Comprenons bien la symbolique de la Déesse-Mère, la Vierge à l’Enfant, la Vierge Noire, cette Matrice obscure et mystérieuse dont nous sommes issus : c’est le “Trou Noir” originel qu’ont démontré les astronomes, duquel un formidable “Big Bang” nous a chassé avec brutalité pour que naisse la vie ; c’est aussi le graal, cet athanor mystique originel que les traditions qui nous ont précédés ont symbolisé par un calice précieux contenant le “sang divin” amniotique rédempteur.

La Porte d’Éden, dont l’accès lui sera interdit à jamais, c’est donc l’orifice par lequel l’homme a été chassé de son Paradis : le sexe de sa mère. L’épée flamboyante de l’Ange qui en garde l’accès : le sexe de son père. Lourd tabou qui le poursuivra toute sa vie. Jusqu’au jour où, ayant “enterré” père et mère, il sera lui-même géniteur de sa propre postérité.

Car quelle est donc cette quête du paradis perdu, cette perpétuelle poursuite du Graal dans laquelle l’homme s’épuisera et qui le hantera jusqu’à sa mort ? Que cherchera-t-il avec, dans le cœur, l’amertume de l’impuissance ? Une force instinctive de survie le poussera inlassablement à recréer une nouvelle éternité, en une multitude de Caïns et d’Abels qui auront à prolonger son existence par la transmission du flambeau de la vie, de génération en génération, avec cette obsessionnelle menace, en cas de défaillance, de l’extinction de sa race. D’où, alors, cette poursuite inlassable de la femme dans sa condition de femelle, dans le sexe de laquelle il tentera de reconstituer, tout comme ses géniteurs, un nouveau paradis qui ne sera jamais que l’illusion d’un éphémère éblouissement.

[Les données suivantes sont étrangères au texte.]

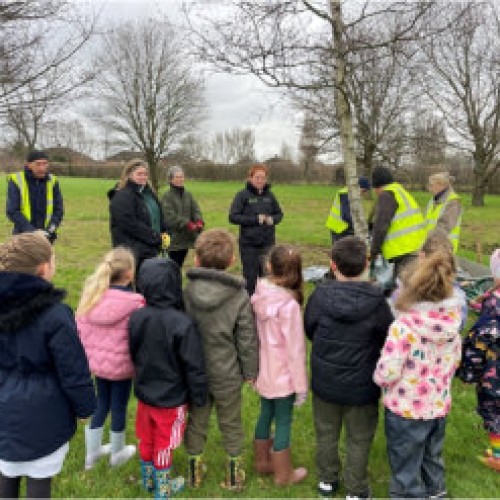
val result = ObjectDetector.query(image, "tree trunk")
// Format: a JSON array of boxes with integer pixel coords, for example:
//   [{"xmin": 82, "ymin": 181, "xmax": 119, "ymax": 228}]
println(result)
[
  {"xmin": 145, "ymin": 151, "xmax": 159, "ymax": 193},
  {"xmin": 330, "ymin": 0, "xmax": 368, "ymax": 241}
]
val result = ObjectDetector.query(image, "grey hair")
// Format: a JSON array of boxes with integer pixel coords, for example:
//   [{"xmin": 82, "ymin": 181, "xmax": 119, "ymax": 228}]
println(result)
[{"xmin": 167, "ymin": 165, "xmax": 184, "ymax": 181}]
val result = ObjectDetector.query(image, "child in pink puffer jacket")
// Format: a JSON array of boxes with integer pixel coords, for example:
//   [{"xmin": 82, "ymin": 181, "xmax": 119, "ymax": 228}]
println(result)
[
  {"xmin": 251, "ymin": 245, "xmax": 307, "ymax": 485},
  {"xmin": 76, "ymin": 247, "xmax": 145, "ymax": 470}
]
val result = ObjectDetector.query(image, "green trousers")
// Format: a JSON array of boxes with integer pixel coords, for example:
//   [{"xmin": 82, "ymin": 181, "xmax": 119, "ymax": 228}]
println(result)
[
  {"xmin": 313, "ymin": 394, "xmax": 378, "ymax": 496},
  {"xmin": 255, "ymin": 394, "xmax": 295, "ymax": 451},
  {"xmin": 184, "ymin": 389, "xmax": 245, "ymax": 457}
]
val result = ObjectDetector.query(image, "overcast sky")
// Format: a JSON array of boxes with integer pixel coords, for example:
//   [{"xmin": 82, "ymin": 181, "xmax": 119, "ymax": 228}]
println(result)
[{"xmin": 93, "ymin": 0, "xmax": 301, "ymax": 160}]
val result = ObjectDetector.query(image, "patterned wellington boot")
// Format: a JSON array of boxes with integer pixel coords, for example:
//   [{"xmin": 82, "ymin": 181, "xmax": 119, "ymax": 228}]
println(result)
[
  {"xmin": 141, "ymin": 459, "xmax": 155, "ymax": 493},
  {"xmin": 221, "ymin": 455, "xmax": 245, "ymax": 491},
  {"xmin": 154, "ymin": 469, "xmax": 184, "ymax": 500},
  {"xmin": 188, "ymin": 455, "xmax": 207, "ymax": 488}
]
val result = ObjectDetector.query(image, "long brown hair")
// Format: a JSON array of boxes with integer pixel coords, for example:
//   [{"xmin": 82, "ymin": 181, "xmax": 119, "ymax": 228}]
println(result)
[
  {"xmin": 394, "ymin": 231, "xmax": 457, "ymax": 311},
  {"xmin": 268, "ymin": 245, "xmax": 304, "ymax": 305}
]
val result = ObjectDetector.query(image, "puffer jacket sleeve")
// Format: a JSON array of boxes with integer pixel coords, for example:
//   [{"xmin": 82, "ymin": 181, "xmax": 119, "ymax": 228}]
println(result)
[
  {"xmin": 234, "ymin": 290, "xmax": 259, "ymax": 380},
  {"xmin": 48, "ymin": 305, "xmax": 96, "ymax": 418},
  {"xmin": 279, "ymin": 301, "xmax": 307, "ymax": 394},
  {"xmin": 229, "ymin": 190, "xmax": 259, "ymax": 226},
  {"xmin": 270, "ymin": 193, "xmax": 283, "ymax": 226},
  {"xmin": 179, "ymin": 323, "xmax": 208, "ymax": 406}
]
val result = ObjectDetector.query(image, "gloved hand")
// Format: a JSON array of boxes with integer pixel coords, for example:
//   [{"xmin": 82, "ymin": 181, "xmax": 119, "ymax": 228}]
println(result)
[
  {"xmin": 294, "ymin": 392, "xmax": 307, "ymax": 406},
  {"xmin": 161, "ymin": 233, "xmax": 170, "ymax": 250},
  {"xmin": 44, "ymin": 226, "xmax": 57, "ymax": 245}
]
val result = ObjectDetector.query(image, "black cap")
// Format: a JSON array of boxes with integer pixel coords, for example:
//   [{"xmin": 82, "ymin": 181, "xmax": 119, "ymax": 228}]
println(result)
[
  {"xmin": 372, "ymin": 167, "xmax": 394, "ymax": 188},
  {"xmin": 26, "ymin": 149, "xmax": 49, "ymax": 163}
]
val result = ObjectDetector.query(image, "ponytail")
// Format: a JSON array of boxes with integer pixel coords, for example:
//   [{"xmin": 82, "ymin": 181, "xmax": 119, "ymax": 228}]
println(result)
[
  {"xmin": 76, "ymin": 247, "xmax": 135, "ymax": 316},
  {"xmin": 268, "ymin": 245, "xmax": 304, "ymax": 305}
]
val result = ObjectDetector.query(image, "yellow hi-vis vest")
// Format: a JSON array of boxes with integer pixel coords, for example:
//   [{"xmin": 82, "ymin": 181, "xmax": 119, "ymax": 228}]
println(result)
[
  {"xmin": 382, "ymin": 182, "xmax": 427, "ymax": 260},
  {"xmin": 325, "ymin": 187, "xmax": 349, "ymax": 234},
  {"xmin": 425, "ymin": 189, "xmax": 462, "ymax": 253},
  {"xmin": 7, "ymin": 172, "xmax": 57, "ymax": 227}
]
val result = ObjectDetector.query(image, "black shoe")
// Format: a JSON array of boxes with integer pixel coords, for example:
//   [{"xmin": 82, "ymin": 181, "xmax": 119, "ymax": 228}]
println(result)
[{"xmin": 318, "ymin": 481, "xmax": 339, "ymax": 498}]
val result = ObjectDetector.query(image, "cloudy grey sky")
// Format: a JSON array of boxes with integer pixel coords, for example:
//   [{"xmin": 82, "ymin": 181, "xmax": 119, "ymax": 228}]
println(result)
[{"xmin": 93, "ymin": 0, "xmax": 301, "ymax": 160}]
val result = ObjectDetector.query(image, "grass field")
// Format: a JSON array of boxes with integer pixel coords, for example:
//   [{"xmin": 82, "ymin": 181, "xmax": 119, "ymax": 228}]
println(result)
[{"xmin": 0, "ymin": 176, "xmax": 500, "ymax": 498}]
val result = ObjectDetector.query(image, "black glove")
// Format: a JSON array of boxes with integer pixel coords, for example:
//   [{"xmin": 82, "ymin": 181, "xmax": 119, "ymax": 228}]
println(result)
[{"xmin": 45, "ymin": 226, "xmax": 57, "ymax": 245}]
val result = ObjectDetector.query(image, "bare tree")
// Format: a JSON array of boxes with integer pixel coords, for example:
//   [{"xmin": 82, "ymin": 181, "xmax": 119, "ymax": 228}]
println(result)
[
  {"xmin": 419, "ymin": 0, "xmax": 500, "ymax": 206},
  {"xmin": 0, "ymin": 0, "xmax": 98, "ymax": 106},
  {"xmin": 96, "ymin": 19, "xmax": 205, "ymax": 189},
  {"xmin": 188, "ymin": 0, "xmax": 456, "ymax": 236}
]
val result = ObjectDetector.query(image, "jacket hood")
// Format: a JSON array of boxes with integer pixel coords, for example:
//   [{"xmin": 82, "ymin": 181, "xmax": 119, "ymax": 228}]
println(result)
[
  {"xmin": 0, "ymin": 271, "xmax": 66, "ymax": 334},
  {"xmin": 137, "ymin": 257, "xmax": 184, "ymax": 310},
  {"xmin": 88, "ymin": 289, "xmax": 144, "ymax": 326},
  {"xmin": 186, "ymin": 267, "xmax": 245, "ymax": 310},
  {"xmin": 398, "ymin": 296, "xmax": 462, "ymax": 344},
  {"xmin": 320, "ymin": 280, "xmax": 383, "ymax": 323},
  {"xmin": 251, "ymin": 279, "xmax": 295, "ymax": 319}
]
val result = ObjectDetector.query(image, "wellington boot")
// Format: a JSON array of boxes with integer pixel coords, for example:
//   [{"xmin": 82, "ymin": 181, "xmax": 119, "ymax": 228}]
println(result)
[
  {"xmin": 271, "ymin": 448, "xmax": 307, "ymax": 486},
  {"xmin": 253, "ymin": 439, "xmax": 273, "ymax": 474},
  {"xmin": 85, "ymin": 425, "xmax": 111, "ymax": 470},
  {"xmin": 141, "ymin": 458, "xmax": 155, "ymax": 493},
  {"xmin": 188, "ymin": 455, "xmax": 207, "ymax": 488}
]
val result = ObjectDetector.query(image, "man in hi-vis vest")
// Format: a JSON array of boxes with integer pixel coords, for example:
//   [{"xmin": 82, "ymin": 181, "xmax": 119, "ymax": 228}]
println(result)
[
  {"xmin": 325, "ymin": 177, "xmax": 370, "ymax": 244},
  {"xmin": 6, "ymin": 151, "xmax": 64, "ymax": 243},
  {"xmin": 370, "ymin": 167, "xmax": 427, "ymax": 276}
]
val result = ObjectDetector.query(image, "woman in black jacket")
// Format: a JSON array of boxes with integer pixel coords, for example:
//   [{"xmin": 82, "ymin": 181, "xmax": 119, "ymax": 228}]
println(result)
[
  {"xmin": 229, "ymin": 165, "xmax": 283, "ymax": 295},
  {"xmin": 0, "ymin": 231, "xmax": 96, "ymax": 498},
  {"xmin": 108, "ymin": 160, "xmax": 169, "ymax": 270}
]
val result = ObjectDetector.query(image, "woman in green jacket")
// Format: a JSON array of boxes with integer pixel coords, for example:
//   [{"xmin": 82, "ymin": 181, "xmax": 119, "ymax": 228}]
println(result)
[{"xmin": 161, "ymin": 165, "xmax": 205, "ymax": 268}]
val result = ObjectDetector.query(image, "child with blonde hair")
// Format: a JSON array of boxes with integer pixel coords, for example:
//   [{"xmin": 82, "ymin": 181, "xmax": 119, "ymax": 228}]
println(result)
[
  {"xmin": 0, "ymin": 231, "xmax": 95, "ymax": 498},
  {"xmin": 459, "ymin": 248, "xmax": 500, "ymax": 471},
  {"xmin": 251, "ymin": 245, "xmax": 307, "ymax": 486},
  {"xmin": 76, "ymin": 247, "xmax": 145, "ymax": 470},
  {"xmin": 374, "ymin": 241, "xmax": 461, "ymax": 498}
]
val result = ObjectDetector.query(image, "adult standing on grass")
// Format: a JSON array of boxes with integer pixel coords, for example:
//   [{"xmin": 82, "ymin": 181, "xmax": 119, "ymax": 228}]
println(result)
[
  {"xmin": 229, "ymin": 165, "xmax": 283, "ymax": 295},
  {"xmin": 425, "ymin": 172, "xmax": 462, "ymax": 253},
  {"xmin": 370, "ymin": 167, "xmax": 427, "ymax": 282},
  {"xmin": 161, "ymin": 165, "xmax": 205, "ymax": 268},
  {"xmin": 108, "ymin": 159, "xmax": 169, "ymax": 270},
  {"xmin": 6, "ymin": 151, "xmax": 64, "ymax": 243}
]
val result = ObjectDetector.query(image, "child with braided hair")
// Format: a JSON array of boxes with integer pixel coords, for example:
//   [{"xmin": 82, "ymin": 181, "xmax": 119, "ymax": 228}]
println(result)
[{"xmin": 0, "ymin": 231, "xmax": 95, "ymax": 498}]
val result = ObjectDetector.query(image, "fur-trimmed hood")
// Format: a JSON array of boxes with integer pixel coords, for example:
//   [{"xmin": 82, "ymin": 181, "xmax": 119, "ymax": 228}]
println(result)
[{"xmin": 0, "ymin": 271, "xmax": 66, "ymax": 334}]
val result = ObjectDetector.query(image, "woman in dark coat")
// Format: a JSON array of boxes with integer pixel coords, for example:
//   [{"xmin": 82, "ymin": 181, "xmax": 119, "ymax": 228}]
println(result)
[
  {"xmin": 229, "ymin": 165, "xmax": 283, "ymax": 295},
  {"xmin": 161, "ymin": 166, "xmax": 205, "ymax": 268},
  {"xmin": 108, "ymin": 160, "xmax": 168, "ymax": 270}
]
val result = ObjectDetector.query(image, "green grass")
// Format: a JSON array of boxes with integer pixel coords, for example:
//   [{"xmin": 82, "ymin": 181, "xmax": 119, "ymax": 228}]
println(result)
[{"xmin": 0, "ymin": 176, "xmax": 500, "ymax": 498}]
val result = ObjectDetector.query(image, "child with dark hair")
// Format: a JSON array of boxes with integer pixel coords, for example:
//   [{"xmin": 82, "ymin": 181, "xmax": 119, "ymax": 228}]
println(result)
[
  {"xmin": 184, "ymin": 229, "xmax": 259, "ymax": 491},
  {"xmin": 304, "ymin": 236, "xmax": 393, "ymax": 498},
  {"xmin": 374, "ymin": 240, "xmax": 462, "ymax": 498},
  {"xmin": 251, "ymin": 245, "xmax": 307, "ymax": 486},
  {"xmin": 0, "ymin": 231, "xmax": 95, "ymax": 498},
  {"xmin": 129, "ymin": 258, "xmax": 207, "ymax": 500}
]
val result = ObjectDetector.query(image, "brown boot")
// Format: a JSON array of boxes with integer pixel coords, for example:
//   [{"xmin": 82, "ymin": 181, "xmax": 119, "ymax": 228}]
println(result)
[
  {"xmin": 271, "ymin": 448, "xmax": 307, "ymax": 486},
  {"xmin": 253, "ymin": 439, "xmax": 273, "ymax": 474}
]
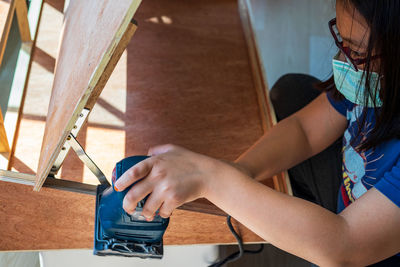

C’est bien de cette angoisse-là que les religions, de tous temps, ont fait leurs choux-gras. Quelle n’était pas, bien sûr, pour les hommes ayant acquis un peu de savoir, la tentation d’user de cette peur pour assujettir le grand nombre de ceux que l’on pourrait maintenir dans l’ignorance, en leur interdisant la précieuse connaissance de leur propre nature ! Une soif de pouvoir, orgueilleuse et maligne, a détourné son essence divine par l’usage du savoir dans un but égocentrique de possession, de domination, de consommation, de destruction donc, jusqu’à mettre en grave péril le lieu même de sa seule survie, la Terre et l’Univers entier, ignorant, dans le même aveuglement que celui du premier Adam, qu’il signe ainsi sa propre perte.

C’est là tout le symbolisme du fruit défendu. La consomption du fruit de l’arbre de la Connaissance (le Malus…), son assimilation, son incorporation (sa digestion donc et tout ce qui s’en suit !…) est à double tranchant : l’homme acquiert la faculté, comme Dieu, de distinguer le Bien du Mal ; mais que fera-t-il de cette connaissance ? Voilà la question qui sous-tend le destin de l’humanité.

 

LA SOLITUDE

Il n’est dans l’univers d’être plus solitaire que Dieu. L’homme, créé à son image – dans sa recherche d’absolu et en tant que créateur, par nature et par destin – poursuit lui-même cet état ultime de solitude. Après longue réflexion sur cette nature particulière de l’homme, son destin, sa condition, j’en suis venu à considérer que la solitude et le silence intérieur sont les voies royales tant de la connaissance de soi que de la création artistique ou littéraire.

Cette solitude est l’attitude première d’humilité enseignée par toutes les écoles de spiritualité, sans laquelle aucune évolution n’est envisageable vers la perfection. Il s’agit bien d’un passage obligé. L’homme, vivant dans le doute permanent de sa propre identité, se réfugie dans la foule et attire sur lui le regard des autres dans le seul but de se sentir reconnu par ses semblables, qui ainsi le rassurent en lui confirmant son existence. Parvenir à la sérénité dans l’acceptation de la solitude le conduira à la compréhension de sa destinée et à l’apprivoisement de sa mort.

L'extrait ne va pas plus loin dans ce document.